2002 started off with a bang. I was twenty-four, living with great roommates, planning a trip to Hawaii for my best friend’s wedding, and I had met a guy. A great guy! We started dating the first week of the New Year, and I remember thinking, this is an awesome way to start the year off.
At the end of January, I went to donate blood but the Red Cross refused to let me donate as my iron count was too low. I had been a regular donor for two years through my employer’s blood drive, but now I was being told for the third consecutive time that they would not allow me to donate.
A few weeks later I headed into my nurse practitioner’s office to find out why my iron was low. She couldn’t find anything to explain it, but one test had come back inconclusive so she recommended I see a colon/rectal specialist. I looked at her like she was a crazy woman, but she kept saying, “it’s probably nothing, but there could be hemorrhoids…just go, and get this checked off your list so you won’t have to worry about it.” I’m a rule follower, always have been, most likely always will be, so I listened and went to the appointment.
The colon specialist I saw was very nice and immediately put me at ease. I was comforted hearing him tell me that it was most likely nothing. He did a short scope, found nothing and I thought, “Okay, I’m done. Nothing’s there.” Then he said ever so nonchalantly, “I think we should do a colonoscopy… just to be sure.” My immediate response was, “Are you kidding me? No!” Fifteen minutes later I walked out of his office with a procedure time and prescriptions for the prep.
At the colonoscopy, I was nervous, but not because I feared they’d find anything, I just wanted it over and done. When I woke up I remember seeing the doctor and my mom standing at the end of the bed. The doctor was somber and my mom looked like she was going to be sick. I was groggy and he said, “Shannon, we found a tumor. It’s about the size of a golf ball. I won’t know for sure until it’s removed but it appears cancerous.”
Two weeks later, on April 2, 2002, I had surgery to remove the tumor, and I was diagnosed as having Stage III Colon Cancer. Once I recovered from the surgery, I started a 7 month course of chemotherapy which ended on December 19, 2002.
As cheesy as it may sound, I’ve been able to see the blessings that came from surviving cancer. I know with absolute clarity that life is too short to waste and everyday I strive to not take life for granted. I try not to hold back and to enjoy life’s moments, especially the small ones.
That guy I had started dating? He is now my husband and the father of my two boys and has been with me every step of the way. I wonder sometimes if cancer hadn’t come into my life if I would be in the same spot in life as I am right now.
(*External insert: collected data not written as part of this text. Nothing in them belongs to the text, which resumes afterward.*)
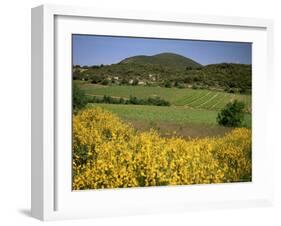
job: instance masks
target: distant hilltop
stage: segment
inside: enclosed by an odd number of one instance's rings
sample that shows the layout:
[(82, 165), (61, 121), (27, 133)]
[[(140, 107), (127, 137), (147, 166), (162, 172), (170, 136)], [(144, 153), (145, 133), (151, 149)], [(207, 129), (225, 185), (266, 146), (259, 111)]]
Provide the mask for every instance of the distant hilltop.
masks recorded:
[(133, 56), (122, 60), (120, 63), (163, 65), (166, 67), (177, 68), (177, 69), (202, 67), (202, 65), (199, 64), (198, 62), (175, 53), (160, 53), (153, 56), (145, 56), (145, 55)]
I definitely wouldn’t change a thing.
My hope for anyone dealing with a serious illness is to be provided with information, options and, of course, a cure. To me, the unknown was the biggest “monster in the closet.” To have been provided with more information on what, when, why and how instead of “we don’t know yet,” and “time will tell” would have made a huge difference. I hope for more clear cut preventable measures so that my boys will not have to venture down this scary road.
In one word, medical research means hope to me. It means someone is continually striving to find the answers to the unknown. And hopefully, when those answers are found it will keep more families, friendships and lives together.